Ou alors, c'est juste moi et les gens pleurent tout le temps sans que cela ne change rien à leurs vies.

Quand je suis rentré chez moi, je sus tout de suite que quelque chose n'allait pas. Mes parents étaient tous les deux au salon, debout, et mon frère était assis dans le canapé. Qu'est-ce qu'il avait encore fabriqué ?

-Ah, on t'attendait. Tu étais où ? me demanda tout de suite ma mère.

-Avec un ami, pourquoi ? Qu'est-ce qu'il se passe ?

-Va t'asseoir, m'ordonna mon père, d'un ton sec.

Okaaay. Ça s'annonçait mal.

-Axel nous a tout raconté, a annoncé ma mère.

Je lançais un regard d'incompréhension, qui ne fut apparemment pas compris.

-Il vous a raconté... quoi, exactement ?

-Ne fais pas l'innocent avec nous, Isaac, dit mon père.

Je ne comprenais vraiment rien. Ils ne pouvaient pas être clairs, pour une fois.

-Mais encore ?

-Tu croyais qu'on ne remarquerait pas les cent-cinquante euros que tu as piqué ? m'attaqua mon père.

Alors, déjà, qui gardait cent-cinquante euros en liquide dans son porte-monnaie ? Je vous le demande. Et ensuite, je ne voyais pas ce que je pourrais faire avec cet argent. Il n'y avait même pas de cinéma dans notre bled.

-Alors, je ne vois pas de quoi vous parlez. Je n'y suis pour rien.

-Ne joue pas à ça, a encore dit mon père.
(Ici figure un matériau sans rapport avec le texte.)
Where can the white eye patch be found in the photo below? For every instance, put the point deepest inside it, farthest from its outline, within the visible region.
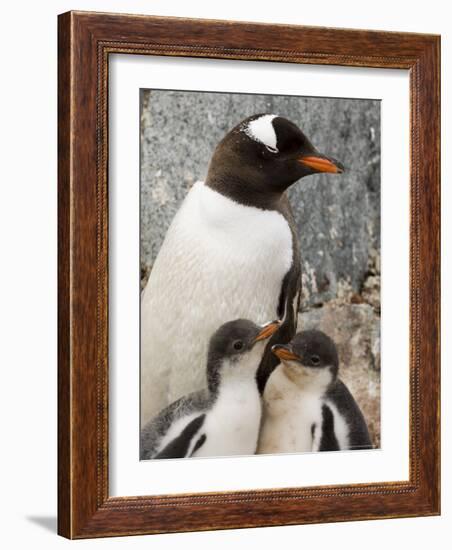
(261, 129)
Je t'interdis de te moquer de nous comme cela.

-Vous n'avez pas pensé une seule seconde que ça pouvait être Axel qui vous a raconté des conneries ? me suis-je énervé.

-Déjà, tu descends d'un ton, jeune homme, et tu nous parles mieux. Et puis, comment oses-tu accuser ton frère ?

-Je ne voulais pas te balancer, petit frère. Mais c'est quand même une somme. Il faut que quelqu'un te remette dans le droit chemin, m'a lancé Axel avec un clin d'œil.

Le salaud. Je le détestais. Ce n'était pas la première fois qu'il me faisait un sale coup comme ça. Mais là, il avait fait fort. J'allais prendre cher.

-Bon, vous voulez me faire quoi concrètement ? ai-je demandé. Parce que bon, être privé de sortie, je connais et de toute façon, il n'y a pas grand-chose à faire dans le coin.

-Puisque tu insistes, on a trouvé un moyen un peu plus radical pour que tu arrêtes tes conneries. On te laisse finir ton année et dès ta Terminale, on t'envoie dans un pensionnat. Très loin d'ici.

Je restais bouche bée face à cette nouvelle. Alors là, je ne m'y attendais pas.

-Un pensionnat ? Vous vous êtes cru dans un film ou quoi ?

-On en a trouvé un très bien à trois heures d'ici. On te laissera rentrer pour les vacances mais sinon tu vivras là-bas.

-Ma dernière année ? Loin ? Tout seul ? Et mes amis ? Pour un truc que j'ai même pas fait, en plus ?

-Il fallait y réfléchir avant. Peut-être que tu ne seras pas influencé par tes amis, comme ça.

-Influencé ? Mes potes, c'est des intellos, ils ont jamais fait une connerie de leur vie.

-On pense vraiment qu'un changement d'environnement te fera le plus grand bien. Et, au moins, tu ne risques pas de piquer dans notre porte-monnaie, n'est-ce pas.

-Vous pouvez pas faire ça.

-Oh que si, jeune homme. D'ailleurs, c'est déjà organisé avec l'école.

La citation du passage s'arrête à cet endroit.